I feigned memory loss, and was diagnosed with “amnesia”. I learned of the world, technology, and the internet. I spent years searching, but I have long suspected I am the last of my kind. They call us legends, myths, and I wonder what I should do. While they lived four times longer than they once did, humans are to my kind, as the mayfly is to them.

So now I sit in a cafe, with this delight they call coffee watching them live out their lives. I pass my days trying to decide what appeals life holds for me. Do I let myself surrender to the ravages of time, try and live a life here and help them, or do I simply sleep again?

Eventually I tried to help, but they did not want to be helped. And I could not allow myself to succumb to time, apparently I didn’t have it in me to let go so easily. Thus, my  decision was made for me, and now I am back in the north, deeper in a cavern than I have ever been.

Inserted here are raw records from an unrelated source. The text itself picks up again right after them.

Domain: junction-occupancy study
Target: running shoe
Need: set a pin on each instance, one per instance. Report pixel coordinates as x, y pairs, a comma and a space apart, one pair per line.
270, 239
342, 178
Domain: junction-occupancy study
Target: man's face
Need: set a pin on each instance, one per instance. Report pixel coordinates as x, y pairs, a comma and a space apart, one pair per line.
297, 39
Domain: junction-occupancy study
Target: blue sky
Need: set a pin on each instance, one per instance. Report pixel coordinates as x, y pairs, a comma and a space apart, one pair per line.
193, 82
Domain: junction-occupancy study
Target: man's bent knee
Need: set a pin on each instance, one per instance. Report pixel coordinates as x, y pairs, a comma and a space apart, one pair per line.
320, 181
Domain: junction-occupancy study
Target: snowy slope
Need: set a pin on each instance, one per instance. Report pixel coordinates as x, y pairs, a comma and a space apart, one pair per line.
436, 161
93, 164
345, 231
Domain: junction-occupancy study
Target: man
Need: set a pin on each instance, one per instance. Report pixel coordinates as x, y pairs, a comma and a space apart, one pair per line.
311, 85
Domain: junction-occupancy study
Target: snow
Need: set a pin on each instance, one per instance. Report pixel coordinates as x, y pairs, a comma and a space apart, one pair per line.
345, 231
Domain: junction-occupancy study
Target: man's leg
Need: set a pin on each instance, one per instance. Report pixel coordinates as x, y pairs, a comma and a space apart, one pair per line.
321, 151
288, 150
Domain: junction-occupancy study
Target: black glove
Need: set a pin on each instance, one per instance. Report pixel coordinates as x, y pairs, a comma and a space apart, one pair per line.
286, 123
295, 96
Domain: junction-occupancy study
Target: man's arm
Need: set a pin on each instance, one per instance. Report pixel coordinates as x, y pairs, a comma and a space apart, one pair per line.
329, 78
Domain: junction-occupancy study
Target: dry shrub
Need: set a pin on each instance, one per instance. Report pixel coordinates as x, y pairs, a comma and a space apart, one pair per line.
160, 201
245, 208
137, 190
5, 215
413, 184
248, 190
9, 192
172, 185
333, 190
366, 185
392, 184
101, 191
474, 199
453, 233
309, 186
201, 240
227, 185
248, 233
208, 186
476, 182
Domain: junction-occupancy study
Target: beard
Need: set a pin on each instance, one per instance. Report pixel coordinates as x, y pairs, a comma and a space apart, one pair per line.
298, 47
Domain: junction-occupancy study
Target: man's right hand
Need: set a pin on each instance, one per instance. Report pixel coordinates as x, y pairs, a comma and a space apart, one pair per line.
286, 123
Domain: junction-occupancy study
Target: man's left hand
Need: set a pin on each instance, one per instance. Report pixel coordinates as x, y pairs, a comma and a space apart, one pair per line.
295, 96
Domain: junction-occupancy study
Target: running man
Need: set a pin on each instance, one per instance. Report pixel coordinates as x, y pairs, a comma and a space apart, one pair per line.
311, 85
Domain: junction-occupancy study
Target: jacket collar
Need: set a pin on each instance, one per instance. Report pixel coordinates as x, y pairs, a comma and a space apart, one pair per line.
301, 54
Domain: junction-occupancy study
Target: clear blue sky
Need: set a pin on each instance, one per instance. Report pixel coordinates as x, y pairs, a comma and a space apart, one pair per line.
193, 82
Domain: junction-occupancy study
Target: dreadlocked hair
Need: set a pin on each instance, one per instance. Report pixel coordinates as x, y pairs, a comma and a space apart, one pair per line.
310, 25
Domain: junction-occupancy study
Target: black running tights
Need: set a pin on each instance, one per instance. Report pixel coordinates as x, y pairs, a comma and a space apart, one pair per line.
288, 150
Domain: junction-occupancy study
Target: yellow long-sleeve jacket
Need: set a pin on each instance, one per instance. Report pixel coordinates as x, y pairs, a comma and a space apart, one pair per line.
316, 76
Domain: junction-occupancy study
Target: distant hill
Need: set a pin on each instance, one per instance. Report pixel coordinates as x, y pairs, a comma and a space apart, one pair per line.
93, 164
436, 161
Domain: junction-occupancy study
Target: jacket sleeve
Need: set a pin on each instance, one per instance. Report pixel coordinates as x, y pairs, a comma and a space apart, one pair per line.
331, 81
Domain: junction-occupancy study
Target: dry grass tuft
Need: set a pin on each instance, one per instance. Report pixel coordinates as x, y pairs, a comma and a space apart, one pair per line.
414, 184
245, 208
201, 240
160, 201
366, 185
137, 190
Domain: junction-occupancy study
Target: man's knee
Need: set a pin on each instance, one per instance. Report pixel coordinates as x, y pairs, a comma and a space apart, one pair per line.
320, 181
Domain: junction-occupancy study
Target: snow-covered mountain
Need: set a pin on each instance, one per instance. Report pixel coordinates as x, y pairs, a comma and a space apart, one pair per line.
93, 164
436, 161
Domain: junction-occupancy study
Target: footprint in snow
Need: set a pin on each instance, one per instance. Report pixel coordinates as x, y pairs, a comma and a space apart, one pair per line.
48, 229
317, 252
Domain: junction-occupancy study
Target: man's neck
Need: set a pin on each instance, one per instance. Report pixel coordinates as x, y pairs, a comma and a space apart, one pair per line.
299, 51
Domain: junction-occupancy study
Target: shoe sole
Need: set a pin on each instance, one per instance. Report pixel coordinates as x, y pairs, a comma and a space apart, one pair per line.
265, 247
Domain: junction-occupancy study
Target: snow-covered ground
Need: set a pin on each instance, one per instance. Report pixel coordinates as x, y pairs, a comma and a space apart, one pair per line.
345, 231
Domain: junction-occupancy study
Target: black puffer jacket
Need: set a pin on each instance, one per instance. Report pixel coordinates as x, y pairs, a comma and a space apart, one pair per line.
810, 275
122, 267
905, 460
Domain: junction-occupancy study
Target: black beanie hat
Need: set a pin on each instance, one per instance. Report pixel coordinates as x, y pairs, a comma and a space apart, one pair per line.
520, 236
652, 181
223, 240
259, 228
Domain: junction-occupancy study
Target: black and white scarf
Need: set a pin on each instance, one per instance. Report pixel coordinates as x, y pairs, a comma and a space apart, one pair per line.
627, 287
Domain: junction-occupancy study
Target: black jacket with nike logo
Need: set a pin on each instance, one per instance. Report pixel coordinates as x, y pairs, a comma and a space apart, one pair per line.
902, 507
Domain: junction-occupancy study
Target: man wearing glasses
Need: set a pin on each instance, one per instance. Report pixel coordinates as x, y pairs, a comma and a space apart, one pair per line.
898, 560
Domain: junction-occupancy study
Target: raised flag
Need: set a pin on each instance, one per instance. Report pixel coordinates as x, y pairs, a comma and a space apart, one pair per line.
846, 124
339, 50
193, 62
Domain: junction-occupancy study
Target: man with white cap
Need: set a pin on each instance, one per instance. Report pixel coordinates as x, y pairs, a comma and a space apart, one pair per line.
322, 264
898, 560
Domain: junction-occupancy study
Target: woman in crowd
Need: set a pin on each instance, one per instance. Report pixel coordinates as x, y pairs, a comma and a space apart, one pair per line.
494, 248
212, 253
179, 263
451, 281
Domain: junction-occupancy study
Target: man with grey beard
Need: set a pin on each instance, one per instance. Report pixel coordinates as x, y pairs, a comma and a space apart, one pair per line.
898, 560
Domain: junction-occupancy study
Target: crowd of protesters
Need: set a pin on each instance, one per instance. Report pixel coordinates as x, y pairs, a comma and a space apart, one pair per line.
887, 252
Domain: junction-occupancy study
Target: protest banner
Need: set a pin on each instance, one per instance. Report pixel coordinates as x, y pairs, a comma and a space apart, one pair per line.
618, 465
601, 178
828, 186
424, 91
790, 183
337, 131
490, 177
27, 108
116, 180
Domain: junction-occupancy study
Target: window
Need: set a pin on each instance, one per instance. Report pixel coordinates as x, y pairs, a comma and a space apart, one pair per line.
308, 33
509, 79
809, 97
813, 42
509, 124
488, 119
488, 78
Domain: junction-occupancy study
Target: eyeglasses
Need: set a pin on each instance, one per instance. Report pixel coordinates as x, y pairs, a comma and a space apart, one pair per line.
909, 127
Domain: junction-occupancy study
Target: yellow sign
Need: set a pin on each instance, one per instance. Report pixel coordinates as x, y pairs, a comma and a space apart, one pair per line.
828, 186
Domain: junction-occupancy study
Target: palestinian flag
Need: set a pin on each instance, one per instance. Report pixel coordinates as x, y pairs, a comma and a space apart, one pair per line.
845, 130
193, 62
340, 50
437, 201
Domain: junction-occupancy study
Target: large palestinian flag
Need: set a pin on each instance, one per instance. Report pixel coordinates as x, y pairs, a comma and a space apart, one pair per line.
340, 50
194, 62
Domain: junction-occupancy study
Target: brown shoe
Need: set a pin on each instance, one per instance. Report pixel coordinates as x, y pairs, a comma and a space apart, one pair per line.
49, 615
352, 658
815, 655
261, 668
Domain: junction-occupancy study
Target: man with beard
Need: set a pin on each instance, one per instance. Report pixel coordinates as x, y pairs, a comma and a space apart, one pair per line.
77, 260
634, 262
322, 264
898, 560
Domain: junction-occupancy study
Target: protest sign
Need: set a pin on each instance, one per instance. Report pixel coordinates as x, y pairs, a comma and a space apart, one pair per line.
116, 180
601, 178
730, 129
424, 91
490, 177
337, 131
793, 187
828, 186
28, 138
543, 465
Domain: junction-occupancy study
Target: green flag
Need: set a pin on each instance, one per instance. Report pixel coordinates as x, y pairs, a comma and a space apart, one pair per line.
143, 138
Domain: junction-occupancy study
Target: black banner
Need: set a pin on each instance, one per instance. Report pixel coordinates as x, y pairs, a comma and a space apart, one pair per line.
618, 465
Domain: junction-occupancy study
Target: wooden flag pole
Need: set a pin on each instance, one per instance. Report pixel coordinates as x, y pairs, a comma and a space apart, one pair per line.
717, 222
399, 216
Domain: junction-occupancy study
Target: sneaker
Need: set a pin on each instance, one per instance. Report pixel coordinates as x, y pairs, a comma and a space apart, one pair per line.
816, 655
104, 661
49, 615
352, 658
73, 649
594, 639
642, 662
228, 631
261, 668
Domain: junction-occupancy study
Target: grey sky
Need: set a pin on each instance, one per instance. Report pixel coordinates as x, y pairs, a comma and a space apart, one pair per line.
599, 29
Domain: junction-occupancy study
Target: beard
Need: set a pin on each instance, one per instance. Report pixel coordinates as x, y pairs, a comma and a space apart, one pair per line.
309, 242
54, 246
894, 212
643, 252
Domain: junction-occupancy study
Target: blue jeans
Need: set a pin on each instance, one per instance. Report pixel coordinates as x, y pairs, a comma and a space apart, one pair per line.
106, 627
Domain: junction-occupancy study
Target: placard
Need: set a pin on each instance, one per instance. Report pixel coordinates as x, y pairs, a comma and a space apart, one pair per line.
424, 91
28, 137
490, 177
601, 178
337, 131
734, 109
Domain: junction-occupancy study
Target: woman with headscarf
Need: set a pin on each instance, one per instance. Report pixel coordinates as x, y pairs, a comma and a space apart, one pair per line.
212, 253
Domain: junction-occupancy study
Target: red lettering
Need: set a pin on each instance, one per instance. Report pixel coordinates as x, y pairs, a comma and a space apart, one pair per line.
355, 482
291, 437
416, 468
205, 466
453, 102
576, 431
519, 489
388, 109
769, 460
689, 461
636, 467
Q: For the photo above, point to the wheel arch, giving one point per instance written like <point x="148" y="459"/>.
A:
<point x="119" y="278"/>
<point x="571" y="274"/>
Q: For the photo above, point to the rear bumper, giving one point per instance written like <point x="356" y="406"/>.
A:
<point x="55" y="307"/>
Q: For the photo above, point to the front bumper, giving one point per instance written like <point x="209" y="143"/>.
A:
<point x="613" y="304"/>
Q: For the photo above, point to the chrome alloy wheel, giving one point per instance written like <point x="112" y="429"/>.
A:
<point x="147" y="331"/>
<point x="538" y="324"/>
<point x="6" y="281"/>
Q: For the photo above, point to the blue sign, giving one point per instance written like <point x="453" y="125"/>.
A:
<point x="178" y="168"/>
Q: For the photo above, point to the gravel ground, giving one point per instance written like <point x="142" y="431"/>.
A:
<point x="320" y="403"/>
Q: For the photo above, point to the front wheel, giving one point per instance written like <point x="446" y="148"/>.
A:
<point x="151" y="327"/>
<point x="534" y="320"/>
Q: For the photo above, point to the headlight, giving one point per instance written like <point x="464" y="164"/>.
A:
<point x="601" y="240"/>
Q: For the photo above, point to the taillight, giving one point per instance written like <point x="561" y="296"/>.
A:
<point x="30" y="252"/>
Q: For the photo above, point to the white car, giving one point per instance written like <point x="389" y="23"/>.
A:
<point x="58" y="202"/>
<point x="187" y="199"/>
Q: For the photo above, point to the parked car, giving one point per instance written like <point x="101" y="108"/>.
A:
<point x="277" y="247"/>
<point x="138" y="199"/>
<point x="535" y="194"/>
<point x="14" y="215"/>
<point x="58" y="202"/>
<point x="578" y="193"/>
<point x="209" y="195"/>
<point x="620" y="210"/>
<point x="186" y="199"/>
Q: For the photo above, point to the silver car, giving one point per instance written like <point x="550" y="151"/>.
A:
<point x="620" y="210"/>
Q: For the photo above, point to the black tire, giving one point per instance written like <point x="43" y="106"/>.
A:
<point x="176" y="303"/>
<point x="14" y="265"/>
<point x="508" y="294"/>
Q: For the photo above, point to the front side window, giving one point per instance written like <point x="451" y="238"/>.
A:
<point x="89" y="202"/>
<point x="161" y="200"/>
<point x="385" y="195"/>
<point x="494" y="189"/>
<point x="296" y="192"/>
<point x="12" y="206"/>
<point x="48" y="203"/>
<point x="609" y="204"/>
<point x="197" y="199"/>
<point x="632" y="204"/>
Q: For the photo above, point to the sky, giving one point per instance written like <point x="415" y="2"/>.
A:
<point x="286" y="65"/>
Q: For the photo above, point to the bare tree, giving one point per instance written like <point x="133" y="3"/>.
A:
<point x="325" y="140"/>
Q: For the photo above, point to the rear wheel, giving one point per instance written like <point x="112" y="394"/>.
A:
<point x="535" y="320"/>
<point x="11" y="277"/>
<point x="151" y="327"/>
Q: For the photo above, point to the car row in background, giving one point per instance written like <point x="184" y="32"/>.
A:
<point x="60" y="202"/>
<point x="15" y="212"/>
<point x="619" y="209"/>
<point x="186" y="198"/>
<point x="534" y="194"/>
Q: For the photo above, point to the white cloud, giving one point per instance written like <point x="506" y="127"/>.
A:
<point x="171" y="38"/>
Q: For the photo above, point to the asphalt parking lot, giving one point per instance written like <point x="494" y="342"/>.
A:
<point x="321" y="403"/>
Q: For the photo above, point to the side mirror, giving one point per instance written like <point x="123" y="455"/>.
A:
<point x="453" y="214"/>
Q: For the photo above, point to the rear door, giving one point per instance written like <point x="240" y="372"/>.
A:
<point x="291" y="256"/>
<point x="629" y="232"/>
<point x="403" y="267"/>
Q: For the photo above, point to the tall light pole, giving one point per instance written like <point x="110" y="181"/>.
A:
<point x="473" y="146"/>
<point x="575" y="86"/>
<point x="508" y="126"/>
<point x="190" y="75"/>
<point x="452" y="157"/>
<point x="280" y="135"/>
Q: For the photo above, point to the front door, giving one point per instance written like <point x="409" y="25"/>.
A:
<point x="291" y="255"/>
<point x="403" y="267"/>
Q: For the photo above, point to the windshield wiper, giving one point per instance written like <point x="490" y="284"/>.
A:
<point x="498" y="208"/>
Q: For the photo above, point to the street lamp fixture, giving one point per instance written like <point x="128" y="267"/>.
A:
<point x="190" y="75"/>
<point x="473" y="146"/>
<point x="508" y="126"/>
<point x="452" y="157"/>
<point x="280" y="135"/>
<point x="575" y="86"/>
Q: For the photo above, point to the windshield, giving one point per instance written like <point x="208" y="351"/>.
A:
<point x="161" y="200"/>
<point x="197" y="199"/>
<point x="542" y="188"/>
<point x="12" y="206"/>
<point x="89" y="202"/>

I let myself sleep and I dream of a better world to greet me when I awaken.


This is based on a random prompt I saw once on the internet asking about the life of the last surviving dragon. It’s a little strange, and not super happy, given that the dragon’s entire species has died out, but its a look on how that could have happened. Has a little info on the life of dragons, and kind of teases at a greater overall world, and if you are a fan of dinosaurs teases them at the beginning. May develop it more later. Would love to hear any feedback on it.

Mr. Right

This was another Jimmie prompt inspired by the picture below. I took this, and of course, made it dark and twisted. Please note this contains descriptions of an abusive relationship and may be triggering to some.


On the surface he was perfect. Tall, strong, handsome, with money and personality to spare.  He was a catch by any standard, and I knew he was too good to be true.

My friends brushed my concerns aside.  They told me I was being overly critical.  That I could find the fault in  anyone.  That no one could up to that kind of scrutiny.  That I wouldn’t do any better than this.

  He gave me the courage to quit my job and pursue my art.  I would move into his house, and he would cover for everything. He supported me, and my dreams, where my friends would not. He encouraged me to let them go, and told me I could do better.

 In a matter of months he went from being one person in my life to my whole world.  I started to doubt my misgivings. He was the best friend I had ever had.  The kind of guy I had always dreamed of.

 The facade fell in layers, as he went from compliments, to suggestions for improvements,  to criticisms.  We stopped going on dates, then we stopped going out, and then he locked me in the basement. 

He told me if I wanted to I could go. Then he showed me a wall of tens of thousands of seemingly identical keys. All I had to do was find the right one.  He told me to trust my instincts, and locked the door.  I laughed until I cried.